# Running in Delhi



## londongdb (Jan 8, 2011)

Anyone know of any good running routes in Delhi? (ones where I won't get swallowed up by a pothole or rundown by a tidal wave of rickshaws). I'm staying near Rajiv Chowk (nr New Delhi Railway Stn).


----------



## Ggrover (Jan 22, 2011)

londongdb said:


> Anyone know of any good running routes in Delhi? (ones where I won't get swallowed up by a pothole or rundown by a tidal wave of rickshaws). I'm staying near Rajiv Chowk (nr New Delhi Railway Stn).

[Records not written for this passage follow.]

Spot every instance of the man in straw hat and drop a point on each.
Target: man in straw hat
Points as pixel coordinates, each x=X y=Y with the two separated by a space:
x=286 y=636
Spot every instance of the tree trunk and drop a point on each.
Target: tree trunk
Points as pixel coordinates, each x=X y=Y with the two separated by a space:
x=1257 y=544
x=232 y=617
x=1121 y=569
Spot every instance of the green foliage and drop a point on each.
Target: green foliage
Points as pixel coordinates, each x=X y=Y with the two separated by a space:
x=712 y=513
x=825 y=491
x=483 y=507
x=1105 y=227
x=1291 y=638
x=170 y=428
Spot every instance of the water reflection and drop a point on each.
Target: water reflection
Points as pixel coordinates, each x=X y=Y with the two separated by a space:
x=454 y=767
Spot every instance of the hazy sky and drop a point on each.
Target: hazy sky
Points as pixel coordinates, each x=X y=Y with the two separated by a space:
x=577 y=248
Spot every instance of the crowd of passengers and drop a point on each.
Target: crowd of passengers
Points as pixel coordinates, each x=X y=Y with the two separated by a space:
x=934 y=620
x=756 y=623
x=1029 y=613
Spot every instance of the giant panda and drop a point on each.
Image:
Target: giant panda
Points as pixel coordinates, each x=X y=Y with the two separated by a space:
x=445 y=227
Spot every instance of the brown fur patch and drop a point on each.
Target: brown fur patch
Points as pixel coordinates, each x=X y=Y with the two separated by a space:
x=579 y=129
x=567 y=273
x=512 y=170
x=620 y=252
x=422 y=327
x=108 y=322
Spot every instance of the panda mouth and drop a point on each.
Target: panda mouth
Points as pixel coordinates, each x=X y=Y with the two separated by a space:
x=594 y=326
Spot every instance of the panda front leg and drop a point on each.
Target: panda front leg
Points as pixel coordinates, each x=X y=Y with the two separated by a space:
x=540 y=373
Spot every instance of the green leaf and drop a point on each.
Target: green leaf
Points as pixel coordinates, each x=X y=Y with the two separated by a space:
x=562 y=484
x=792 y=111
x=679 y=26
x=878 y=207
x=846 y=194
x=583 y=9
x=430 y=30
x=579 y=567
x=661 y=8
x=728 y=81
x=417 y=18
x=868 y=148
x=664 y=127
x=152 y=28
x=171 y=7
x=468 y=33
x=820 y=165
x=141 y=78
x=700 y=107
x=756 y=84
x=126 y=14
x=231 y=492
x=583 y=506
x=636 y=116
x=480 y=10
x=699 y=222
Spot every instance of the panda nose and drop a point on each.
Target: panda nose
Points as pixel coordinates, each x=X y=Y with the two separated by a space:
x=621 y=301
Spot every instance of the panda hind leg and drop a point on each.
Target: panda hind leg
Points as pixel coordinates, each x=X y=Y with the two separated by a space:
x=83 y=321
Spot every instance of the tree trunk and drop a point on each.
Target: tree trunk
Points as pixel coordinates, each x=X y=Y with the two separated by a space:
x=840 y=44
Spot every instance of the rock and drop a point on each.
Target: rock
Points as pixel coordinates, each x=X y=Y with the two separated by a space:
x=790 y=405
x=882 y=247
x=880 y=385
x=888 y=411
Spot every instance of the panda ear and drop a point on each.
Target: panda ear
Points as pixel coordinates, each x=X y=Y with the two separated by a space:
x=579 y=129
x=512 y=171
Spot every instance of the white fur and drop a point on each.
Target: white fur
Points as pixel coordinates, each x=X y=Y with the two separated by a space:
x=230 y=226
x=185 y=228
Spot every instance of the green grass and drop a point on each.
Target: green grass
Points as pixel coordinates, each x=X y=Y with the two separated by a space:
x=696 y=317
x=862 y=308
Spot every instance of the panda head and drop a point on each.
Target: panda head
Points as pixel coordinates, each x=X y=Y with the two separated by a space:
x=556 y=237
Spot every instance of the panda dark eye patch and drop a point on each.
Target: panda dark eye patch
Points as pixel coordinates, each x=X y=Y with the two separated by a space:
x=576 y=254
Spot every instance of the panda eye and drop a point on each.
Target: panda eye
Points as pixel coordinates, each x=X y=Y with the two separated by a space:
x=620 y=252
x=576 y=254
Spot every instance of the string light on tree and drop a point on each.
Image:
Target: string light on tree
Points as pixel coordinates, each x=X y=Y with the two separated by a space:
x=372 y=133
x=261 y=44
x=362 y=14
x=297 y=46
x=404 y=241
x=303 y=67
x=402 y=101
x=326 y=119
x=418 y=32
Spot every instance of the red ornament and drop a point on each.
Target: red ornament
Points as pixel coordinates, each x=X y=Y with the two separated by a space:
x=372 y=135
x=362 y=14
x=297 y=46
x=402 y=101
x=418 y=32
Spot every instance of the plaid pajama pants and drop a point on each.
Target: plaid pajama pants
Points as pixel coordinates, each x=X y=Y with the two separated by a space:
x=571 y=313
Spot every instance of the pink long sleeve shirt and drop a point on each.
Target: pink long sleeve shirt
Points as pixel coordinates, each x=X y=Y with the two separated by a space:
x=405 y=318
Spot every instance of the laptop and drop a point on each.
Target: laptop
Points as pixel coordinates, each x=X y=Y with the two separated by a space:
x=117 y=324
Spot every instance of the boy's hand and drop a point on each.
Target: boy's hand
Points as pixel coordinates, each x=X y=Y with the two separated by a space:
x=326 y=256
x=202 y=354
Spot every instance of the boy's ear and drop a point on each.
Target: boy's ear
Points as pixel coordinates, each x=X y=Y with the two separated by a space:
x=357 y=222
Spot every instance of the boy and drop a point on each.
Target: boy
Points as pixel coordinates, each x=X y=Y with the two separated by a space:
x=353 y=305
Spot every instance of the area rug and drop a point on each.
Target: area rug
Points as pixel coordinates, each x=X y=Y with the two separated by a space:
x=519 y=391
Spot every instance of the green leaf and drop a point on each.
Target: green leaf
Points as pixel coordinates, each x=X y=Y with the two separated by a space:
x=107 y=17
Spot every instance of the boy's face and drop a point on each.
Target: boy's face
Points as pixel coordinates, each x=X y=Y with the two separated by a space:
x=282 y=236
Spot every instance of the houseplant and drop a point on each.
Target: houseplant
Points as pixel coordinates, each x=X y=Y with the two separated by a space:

Your only nearby option is to go to India Gate area - The roads there are rickshaw free.


----------



## momo007 (Jan 12, 2011)

i dont remember what its called, but i think its the IIT or NIFT campus and an army related area where its pretty green and the environment is nice, and u wont find any cars there, and people going for runs too.. 

there is another place in south ex, but it may be a lil far.


----------



## djrajn (Jun 14, 2011)

choose metro if possible, if you not carrying heavy luggage.


----------



## marykamal (Sep 15, 2011)

londongdb said:


> Anyone know of any good running routes in Delhi? (ones where I won't get swallowed up by a pothole or rundown by a tidal wave of rickshaws). I'm staying near Rajiv Chowk (nr New Delhi Railway Stn).



try metro and don't listen to guides if they come to you,this is my personal experience


----------